We have two cats..they need to come out too hence why we want him in the backyard to. Plus the fresh air wouldn't hurt him. We're doing a ton of yardwork, so it's not like he'd be out in the backyard for hours by himself. Most the time be with someone..maybe a few minutes while we're inside or in the garage doing some other work.

I'll try the crate thing with him tomorrow. Doing short bursts durring the day. 

Reason for the garage is beacuase I work. I need a good nights rest to protect the streets of compton :wild:


----------



## windwalker718 (Oct 9, 2008)

Ikon eats his dinner in the crate... and it's where he can go with a treasured marrow bone in the house and not have to share. So he LOVES his crate. He doesn't like my leaving the house, but on the occasion that he doesn't go with me he gets a biscuit and goes in his crate. I think the main thing is to be sure that the crate doesn't only represent the dog being left. Because of the meals there, and the goodies, it's a good place.


----------



## mjbgsd (Jun 29, 2004)

9 weeks and already potty trained WOW. Akbar was finally able to be trusted to not have accidents in the house when he was 6 months. With the crate, like everybody else said, tough it out. 
Akbar still barks for a minute sometimes when he's put in his crate for bed time and he's 9 months, lol.


----------



## adamdude04 (Apr 15, 2010)

Well big improvments last night. We were actually able to keep him int he living room. Able to hear him cry, but not close enough to hear him pout. Heard him cry at 3am and went straight to the bathroom outside. Good stuff.

He's a quick learner. He understands no, and quite now. He likes to bark at the cats now, so a simple "quite" is all it takes to make him stop until the cats come around again. 

We left the house today to get my hair cut, and he didn't even cry when we put him in the crate and left, nor was he crying upon our return.


----------



## ugavet2012 (Apr 15, 2010)

JKlatsky said:


> Some are very persistant.

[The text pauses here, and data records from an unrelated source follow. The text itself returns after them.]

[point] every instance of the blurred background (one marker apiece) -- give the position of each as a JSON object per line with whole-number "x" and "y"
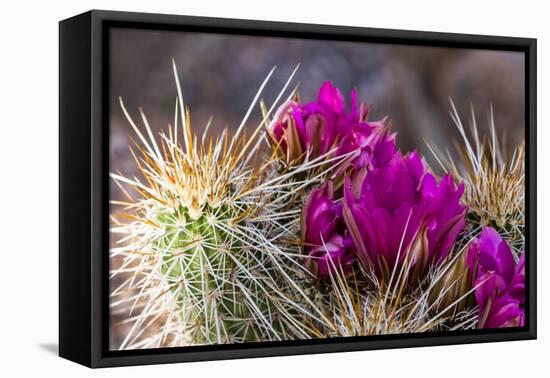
{"x": 220, "y": 75}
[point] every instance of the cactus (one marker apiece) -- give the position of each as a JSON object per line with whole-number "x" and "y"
{"x": 494, "y": 180}
{"x": 206, "y": 240}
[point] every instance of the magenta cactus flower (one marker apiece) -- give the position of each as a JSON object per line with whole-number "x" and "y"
{"x": 399, "y": 209}
{"x": 315, "y": 129}
{"x": 327, "y": 245}
{"x": 500, "y": 281}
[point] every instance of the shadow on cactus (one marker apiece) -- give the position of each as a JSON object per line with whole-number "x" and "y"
{"x": 312, "y": 224}
{"x": 207, "y": 238}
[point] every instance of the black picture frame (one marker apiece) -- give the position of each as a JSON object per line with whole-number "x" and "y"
{"x": 83, "y": 182}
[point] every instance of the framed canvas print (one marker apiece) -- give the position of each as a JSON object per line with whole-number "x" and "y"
{"x": 234, "y": 188}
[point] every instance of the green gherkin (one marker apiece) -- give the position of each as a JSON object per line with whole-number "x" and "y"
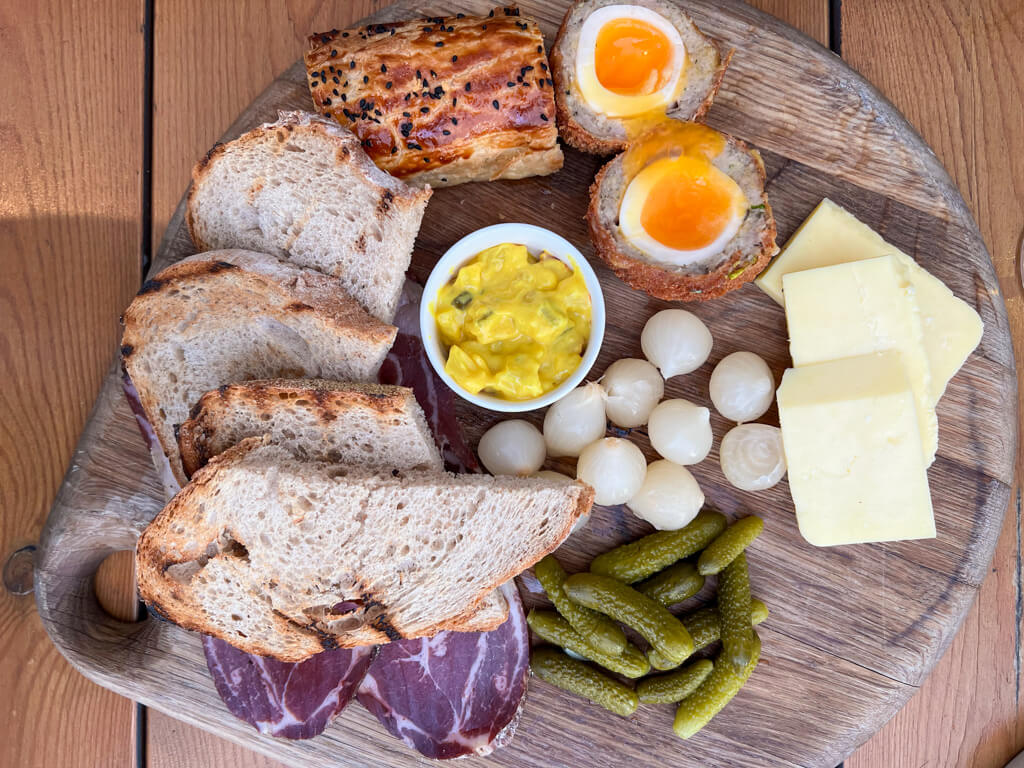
{"x": 713, "y": 694}
{"x": 596, "y": 629}
{"x": 554, "y": 667}
{"x": 729, "y": 544}
{"x": 646, "y": 556}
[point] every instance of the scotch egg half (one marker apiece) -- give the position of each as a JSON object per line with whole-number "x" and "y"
{"x": 630, "y": 61}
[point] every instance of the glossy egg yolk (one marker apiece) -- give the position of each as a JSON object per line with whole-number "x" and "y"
{"x": 632, "y": 56}
{"x": 689, "y": 204}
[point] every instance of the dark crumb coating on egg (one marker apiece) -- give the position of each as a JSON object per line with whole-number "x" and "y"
{"x": 442, "y": 100}
{"x": 745, "y": 255}
{"x": 590, "y": 131}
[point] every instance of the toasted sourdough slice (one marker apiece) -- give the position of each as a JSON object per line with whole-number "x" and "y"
{"x": 350, "y": 423}
{"x": 286, "y": 558}
{"x": 303, "y": 189}
{"x": 739, "y": 261}
{"x": 230, "y": 315}
{"x": 583, "y": 125}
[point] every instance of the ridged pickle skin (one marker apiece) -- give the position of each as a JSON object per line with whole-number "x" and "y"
{"x": 706, "y": 629}
{"x": 729, "y": 544}
{"x": 675, "y": 686}
{"x": 675, "y": 584}
{"x": 603, "y": 635}
{"x": 646, "y": 556}
{"x": 556, "y": 668}
{"x": 622, "y": 602}
{"x": 551, "y": 627}
{"x": 713, "y": 694}
{"x": 734, "y": 613}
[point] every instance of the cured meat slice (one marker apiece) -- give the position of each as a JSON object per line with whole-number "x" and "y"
{"x": 407, "y": 365}
{"x": 290, "y": 700}
{"x": 455, "y": 693}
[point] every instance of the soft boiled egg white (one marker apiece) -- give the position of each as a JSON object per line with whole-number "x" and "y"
{"x": 630, "y": 60}
{"x": 680, "y": 210}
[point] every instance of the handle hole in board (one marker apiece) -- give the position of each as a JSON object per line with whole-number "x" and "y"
{"x": 115, "y": 585}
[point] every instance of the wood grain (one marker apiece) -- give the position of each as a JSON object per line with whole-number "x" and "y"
{"x": 242, "y": 48}
{"x": 72, "y": 135}
{"x": 211, "y": 58}
{"x": 954, "y": 68}
{"x": 810, "y": 16}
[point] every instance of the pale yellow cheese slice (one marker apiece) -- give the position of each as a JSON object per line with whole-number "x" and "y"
{"x": 858, "y": 308}
{"x": 853, "y": 452}
{"x": 833, "y": 236}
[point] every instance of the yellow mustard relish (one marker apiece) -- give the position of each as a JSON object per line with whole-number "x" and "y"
{"x": 515, "y": 325}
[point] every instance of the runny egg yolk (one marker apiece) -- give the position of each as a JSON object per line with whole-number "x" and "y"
{"x": 689, "y": 204}
{"x": 632, "y": 57}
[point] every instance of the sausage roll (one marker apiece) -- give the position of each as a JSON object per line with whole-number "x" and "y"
{"x": 442, "y": 100}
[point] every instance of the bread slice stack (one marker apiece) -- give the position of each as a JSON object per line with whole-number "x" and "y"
{"x": 350, "y": 423}
{"x": 226, "y": 316}
{"x": 286, "y": 557}
{"x": 303, "y": 189}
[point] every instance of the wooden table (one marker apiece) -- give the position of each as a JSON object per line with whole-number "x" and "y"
{"x": 96, "y": 147}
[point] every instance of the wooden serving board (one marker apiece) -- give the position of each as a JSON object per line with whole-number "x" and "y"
{"x": 854, "y": 630}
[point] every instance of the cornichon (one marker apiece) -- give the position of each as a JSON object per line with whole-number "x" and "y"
{"x": 705, "y": 628}
{"x": 658, "y": 627}
{"x": 729, "y": 544}
{"x": 596, "y": 629}
{"x": 554, "y": 667}
{"x": 713, "y": 694}
{"x": 674, "y": 687}
{"x": 675, "y": 584}
{"x": 734, "y": 613}
{"x": 551, "y": 627}
{"x": 646, "y": 556}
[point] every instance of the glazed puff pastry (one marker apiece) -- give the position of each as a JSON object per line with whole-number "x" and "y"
{"x": 442, "y": 101}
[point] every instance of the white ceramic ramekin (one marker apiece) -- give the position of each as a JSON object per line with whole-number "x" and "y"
{"x": 536, "y": 239}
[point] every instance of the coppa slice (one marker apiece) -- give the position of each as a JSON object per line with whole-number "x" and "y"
{"x": 287, "y": 558}
{"x": 288, "y": 700}
{"x": 232, "y": 315}
{"x": 456, "y": 693}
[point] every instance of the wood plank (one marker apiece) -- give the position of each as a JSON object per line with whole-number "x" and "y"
{"x": 913, "y": 606}
{"x": 71, "y": 82}
{"x": 211, "y": 59}
{"x": 810, "y": 16}
{"x": 954, "y": 68}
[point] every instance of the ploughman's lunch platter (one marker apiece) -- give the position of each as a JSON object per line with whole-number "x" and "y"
{"x": 548, "y": 385}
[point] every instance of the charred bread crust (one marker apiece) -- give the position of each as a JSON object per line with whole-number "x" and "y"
{"x": 442, "y": 100}
{"x": 574, "y": 134}
{"x": 348, "y": 152}
{"x": 197, "y": 431}
{"x": 672, "y": 284}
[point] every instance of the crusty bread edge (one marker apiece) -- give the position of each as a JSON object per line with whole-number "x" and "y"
{"x": 664, "y": 284}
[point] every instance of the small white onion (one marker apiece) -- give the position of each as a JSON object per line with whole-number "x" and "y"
{"x": 680, "y": 431}
{"x": 614, "y": 468}
{"x": 741, "y": 386}
{"x": 752, "y": 456}
{"x": 670, "y": 497}
{"x": 632, "y": 388}
{"x": 512, "y": 448}
{"x": 574, "y": 421}
{"x": 552, "y": 475}
{"x": 676, "y": 341}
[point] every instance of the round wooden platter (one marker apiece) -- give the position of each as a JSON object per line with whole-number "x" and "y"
{"x": 853, "y": 631}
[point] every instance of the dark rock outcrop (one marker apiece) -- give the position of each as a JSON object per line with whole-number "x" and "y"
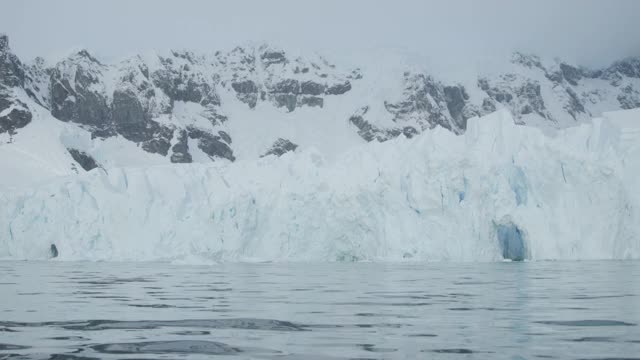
{"x": 74, "y": 95}
{"x": 280, "y": 147}
{"x": 212, "y": 145}
{"x": 85, "y": 160}
{"x": 181, "y": 149}
{"x": 369, "y": 132}
{"x": 338, "y": 89}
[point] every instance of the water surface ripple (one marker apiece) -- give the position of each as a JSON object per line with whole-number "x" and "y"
{"x": 546, "y": 310}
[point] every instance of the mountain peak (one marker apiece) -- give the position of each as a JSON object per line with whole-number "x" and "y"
{"x": 4, "y": 42}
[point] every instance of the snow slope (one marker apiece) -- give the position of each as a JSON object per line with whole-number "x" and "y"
{"x": 436, "y": 197}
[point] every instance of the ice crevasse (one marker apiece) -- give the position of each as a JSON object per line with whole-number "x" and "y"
{"x": 498, "y": 191}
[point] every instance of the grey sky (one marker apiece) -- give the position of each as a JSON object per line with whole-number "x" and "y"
{"x": 584, "y": 31}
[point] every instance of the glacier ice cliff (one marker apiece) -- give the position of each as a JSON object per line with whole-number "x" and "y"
{"x": 435, "y": 197}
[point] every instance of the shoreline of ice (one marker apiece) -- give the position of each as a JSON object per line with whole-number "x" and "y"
{"x": 437, "y": 197}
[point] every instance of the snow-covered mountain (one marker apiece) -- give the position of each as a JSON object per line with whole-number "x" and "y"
{"x": 498, "y": 191}
{"x": 79, "y": 113}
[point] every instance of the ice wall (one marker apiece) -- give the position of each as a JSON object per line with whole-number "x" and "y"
{"x": 437, "y": 197}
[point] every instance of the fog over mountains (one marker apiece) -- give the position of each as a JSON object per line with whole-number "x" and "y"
{"x": 252, "y": 101}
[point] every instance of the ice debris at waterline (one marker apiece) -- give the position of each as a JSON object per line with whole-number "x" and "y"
{"x": 498, "y": 191}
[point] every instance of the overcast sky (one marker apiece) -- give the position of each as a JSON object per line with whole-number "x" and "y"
{"x": 583, "y": 31}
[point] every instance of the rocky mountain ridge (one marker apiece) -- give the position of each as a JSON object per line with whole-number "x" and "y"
{"x": 183, "y": 103}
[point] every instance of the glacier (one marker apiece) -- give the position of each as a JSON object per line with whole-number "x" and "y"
{"x": 439, "y": 196}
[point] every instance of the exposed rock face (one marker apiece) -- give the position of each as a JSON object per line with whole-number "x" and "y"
{"x": 164, "y": 103}
{"x": 280, "y": 147}
{"x": 429, "y": 103}
{"x": 629, "y": 98}
{"x": 212, "y": 145}
{"x": 287, "y": 83}
{"x": 78, "y": 93}
{"x": 369, "y": 132}
{"x": 11, "y": 70}
{"x": 14, "y": 114}
{"x": 181, "y": 149}
{"x": 522, "y": 96}
{"x": 85, "y": 160}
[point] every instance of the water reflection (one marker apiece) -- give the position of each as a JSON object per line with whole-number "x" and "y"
{"x": 77, "y": 311}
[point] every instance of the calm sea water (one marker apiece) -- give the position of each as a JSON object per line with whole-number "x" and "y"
{"x": 549, "y": 310}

I recently remember hearing about a pup that cried at the top of his lungs for 3 hours straight...


I've got that beat! Mine barked/whined/screamed/banged her metal crate door for an *entire* night, 3 nights in a row until we moved the crate to my bedroom. I know this because I was awake the whole night with her (it was my spring break so very thankfully)! 
She'd wear herself out so much that she'd nap during the day and finally give me time to sleep. It was a long first 3 days though.


----------



## doggiedad (Dec 2, 2007)

i thought you mean't you
were going to put him in
the backyard to get away from the
whinning.

what are doing about the pup and the cats
meeting each other?

you


adamdude04 said:


> We have two cats..they need to come out too hence why we want him in the backyard to.


----------



## heather122 (Nov 6, 2009)

All of these suggestions are great.

I have 3 cats that rule my house. They need their space, but they have to share with Sadie as well. I do not recommend separating the cats from the dog. I feel that it just builds more animosity between the species. My oldest cat refuses to let a dog take over his territory and actually spends a lot of time with Sadie. They love each other and lick and pet each other. (My cat loves dogs)

Sadie was not crated with the breeder, so she did not like the crate when I brought her home. She cried the first 2 nights I had her, despite the ticking clock by the crate and the treat to go in the crate. I tried petting her while she was in the crate until she fell asleep. That only made it worse when she woke up. I know she was young, but I gave her a little piece of jerky when I put her in there. Kept her occupied long enough for me to leave the room and by the time she was done with it, she was tired and would just pass out. 

I highly recommend the "no attention until you calm down" approach. Worked wonders for us. Now she only whines when she has to potty during the night. She knows her routine and I rarely have to tell her when to get in her crate.


----------